Drawing A Handgun Step-by-step
At the end of the day, drawing a pistol from a holster is a relatively simple task. You’re basically just pulling it out while you get into a shooting position. But doing it safely and proficiently requires a fair amount of technique. Therefore, we’re going to give you step-by-step instructions for drawing a handgun. These include:
- Gripping your pistol,
- Removing it from the holster,
- Adding your support hand,
- And, pushing out to aim.
Each step is designed to give you more and more control of the pistol before taking a shot.
Before You Draw
Before you draw, it’s best practice to begin by getting into a shooting position. You do this by separating your feet about shoulder-width apart and placing your strong foot behind you. Next, you should lean forward and put a slight bend in your knees.
A shooting position is essentially a fighting or athletic stance like the way a boxer or baseball player stands. By positioning your body this way, you’re in a better position to absorb and control recoil.
Where To Put Your Hands
You’ll want to position your hands in a way so you can access your firearm without waving your support hand in front of the muzzle. You can avoid doing this by placing your palm on the center of your chest.

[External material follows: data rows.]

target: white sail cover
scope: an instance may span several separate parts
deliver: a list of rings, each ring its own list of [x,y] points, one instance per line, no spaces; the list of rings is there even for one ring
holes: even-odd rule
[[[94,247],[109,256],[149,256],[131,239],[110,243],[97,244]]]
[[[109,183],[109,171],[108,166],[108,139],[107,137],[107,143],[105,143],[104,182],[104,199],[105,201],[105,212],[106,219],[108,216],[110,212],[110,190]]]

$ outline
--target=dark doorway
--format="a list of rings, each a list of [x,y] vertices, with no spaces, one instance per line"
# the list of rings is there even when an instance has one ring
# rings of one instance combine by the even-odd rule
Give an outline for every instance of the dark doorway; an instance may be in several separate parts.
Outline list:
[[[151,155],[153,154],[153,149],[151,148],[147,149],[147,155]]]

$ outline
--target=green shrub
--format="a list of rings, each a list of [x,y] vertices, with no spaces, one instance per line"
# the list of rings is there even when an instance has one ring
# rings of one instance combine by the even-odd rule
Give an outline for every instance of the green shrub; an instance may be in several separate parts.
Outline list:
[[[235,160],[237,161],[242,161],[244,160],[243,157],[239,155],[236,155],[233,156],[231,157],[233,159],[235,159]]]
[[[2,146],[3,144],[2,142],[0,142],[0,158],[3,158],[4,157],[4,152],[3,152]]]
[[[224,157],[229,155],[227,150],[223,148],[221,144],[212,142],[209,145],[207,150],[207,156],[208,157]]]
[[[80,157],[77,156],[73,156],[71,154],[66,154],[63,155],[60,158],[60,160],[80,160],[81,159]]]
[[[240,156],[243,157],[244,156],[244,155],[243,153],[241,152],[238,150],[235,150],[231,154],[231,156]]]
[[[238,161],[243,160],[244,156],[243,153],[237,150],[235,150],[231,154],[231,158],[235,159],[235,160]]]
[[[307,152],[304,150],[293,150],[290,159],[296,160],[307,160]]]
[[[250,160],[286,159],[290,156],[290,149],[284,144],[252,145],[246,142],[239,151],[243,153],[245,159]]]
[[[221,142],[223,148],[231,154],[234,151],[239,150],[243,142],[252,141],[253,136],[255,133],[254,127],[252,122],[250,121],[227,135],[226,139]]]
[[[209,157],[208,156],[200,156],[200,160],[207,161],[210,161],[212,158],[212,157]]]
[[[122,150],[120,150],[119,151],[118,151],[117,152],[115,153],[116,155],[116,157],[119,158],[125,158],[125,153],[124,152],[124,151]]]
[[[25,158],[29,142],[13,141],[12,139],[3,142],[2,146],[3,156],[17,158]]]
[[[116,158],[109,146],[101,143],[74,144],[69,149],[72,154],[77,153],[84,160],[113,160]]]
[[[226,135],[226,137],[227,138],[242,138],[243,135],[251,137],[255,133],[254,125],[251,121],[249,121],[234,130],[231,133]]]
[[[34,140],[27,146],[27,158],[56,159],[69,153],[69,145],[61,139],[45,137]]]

If you’re carrying concealed, though, you will do this naturally because you’ll need to use your support hand to lift your shirt so you can access your firearm with your dominant hand. In other words, just keep your support hand in place until step three.
Step One: Gripping
The point of step one is to establish a high, firm grip on the pistol.
For the high part, place the crook of your hand on the beavertail and wrap your bottom three fingers (middle, ring, and pinky) around the grip. And, just like you would when you hold a gun, keep your trigger finger straight.
For the firm part, you’ll have to find what’s right for you. You’ll want to grab it hard, but you don’t need to white-knuckle it.
And there’s one last step if you have a duty retention holster like ours from Safariland. In order to draw the pistol, you have to unlock it by depressing a button. It’s usually located where your thumb or index finger lands.
Step Two: Removing
For step two, we’re simply removing the gun from the holster.
With a duty retention holster, that means pressing the release button and then pulling up so the muzzle clears the holster.
You should also maintain your high, firm grip and your index finger should continue to be straight and off the trigger.
Quick note: while you should be as methodical as possible during practice, you might end up combining steps one and two after you develop better technique.
Step Three: Support
After you draw your handgun, rotate the gun about 45 degrees by dropping your elbow. You should, however, keep it pointed down range at all times.
Next, guide your handgun toward your support hand. Once in place, you should use your support hand to cup your weapon hand. By the end, your thumbs should be parallel and the base of your palms pressed together.
If you’re able to establish positive control with both your dominant and support hands before you shoot, you reduce the need to re-adjust your grip after you shoot.
Step Four: Pushout
The final step is the pushout, so extend your elbows and position your pistol so you can see the sights.
If you did all four steps correctly, you will have a secure grip and can focus on aiming, so begin getting sight alignment and sight picture. When you’re ready, take your shot.
To re-holster, you simply reverse the steps, but instead of watching your target, you can look at what you’re doing so you safely and correctly guide your pistol back into the holster.
While everyone aspires to be fast, the immediate goal when drawing your pistol should be smooth, fluid movement. That way, you will get your gun out safely and give yourself a better chance of hitting your target.